I borrowed Iron Chef Chen Kenichi's Knockout Chinese cookbook from the library and couldn't keep my hands off it. I love the simple recipes with step-by-step pictures and mouth-watering end result to drool on. This book also introduced me to two new pastes, one is Doubanjiang (Sichuan soy bean paste) and the other is Tianmianjiang (sweet noodle sauce). He used these two pastes often in the cookbook especially Doubanjiang. I just bought a bottle of Doubanjiang and couldn't wait to try his recipes. I am eager to find out how Doubanjiang tastes like, with the new paste, I guess I will have new recipes to share in the future.

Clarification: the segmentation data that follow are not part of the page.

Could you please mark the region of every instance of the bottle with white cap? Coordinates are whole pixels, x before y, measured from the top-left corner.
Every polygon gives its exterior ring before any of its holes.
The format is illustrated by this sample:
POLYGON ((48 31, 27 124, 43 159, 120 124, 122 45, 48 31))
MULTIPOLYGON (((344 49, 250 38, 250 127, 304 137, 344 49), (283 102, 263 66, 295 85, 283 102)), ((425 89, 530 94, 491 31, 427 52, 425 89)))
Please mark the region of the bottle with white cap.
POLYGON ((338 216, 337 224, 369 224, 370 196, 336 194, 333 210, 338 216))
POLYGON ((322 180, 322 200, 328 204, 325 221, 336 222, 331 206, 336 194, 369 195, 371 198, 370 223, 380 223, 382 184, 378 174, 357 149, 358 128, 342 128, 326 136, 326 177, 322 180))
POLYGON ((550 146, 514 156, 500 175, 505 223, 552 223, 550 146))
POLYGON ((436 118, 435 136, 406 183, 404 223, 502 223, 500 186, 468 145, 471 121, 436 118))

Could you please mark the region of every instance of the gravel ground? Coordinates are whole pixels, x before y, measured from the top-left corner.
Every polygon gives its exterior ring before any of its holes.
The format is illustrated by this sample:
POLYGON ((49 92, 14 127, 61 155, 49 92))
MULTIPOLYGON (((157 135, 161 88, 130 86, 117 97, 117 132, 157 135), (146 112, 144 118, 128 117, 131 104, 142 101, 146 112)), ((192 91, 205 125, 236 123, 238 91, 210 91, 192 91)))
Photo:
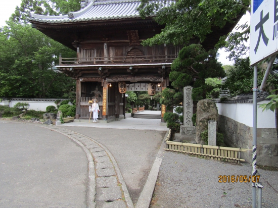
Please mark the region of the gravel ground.
MULTIPOLYGON (((219 175, 249 175, 238 165, 165 151, 152 207, 251 207, 251 183, 219 183, 219 175)), ((262 207, 278 207, 278 172, 258 169, 262 207)))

For this spicy and sour instant noodle soup, I used his premix sauce (A) but omitted egg and added mini sausages and bean sprouts. I just wanted to taste the instant noodle the way he had when he was a kid. It is an easy way to kick the instant noodle up a notch.
Mixed ingredients (A) in a bowl before pouring in the cooked noodle with soup.
Adapted from Iron Chef Chen Kenichi's Knockout Chinese Cookbook with slight modification:
- 1 package of your favorite instant ramen (I used chicken flavored)
- 2 scallions, minced
- 1 cup of washed bean sprouts
- 3 mini sausages
- 2 tsp. rice vinegar
- 1 tsp. soy sauce
- 1 Tbsp. chili oil
- 1/2 tsp. sesame oil
- Dash of pepper
1. Mince scallions and place in a bowl. Add (A) and instant ramen flavoring.
2. Boil ramen noodles in approximately 2 cups of water and add mini sausages to heat it up. When noodle is almost done, add in the bean sprout to quickly blanch it.
3. Pour into the prepared bowl and stir-well before eating.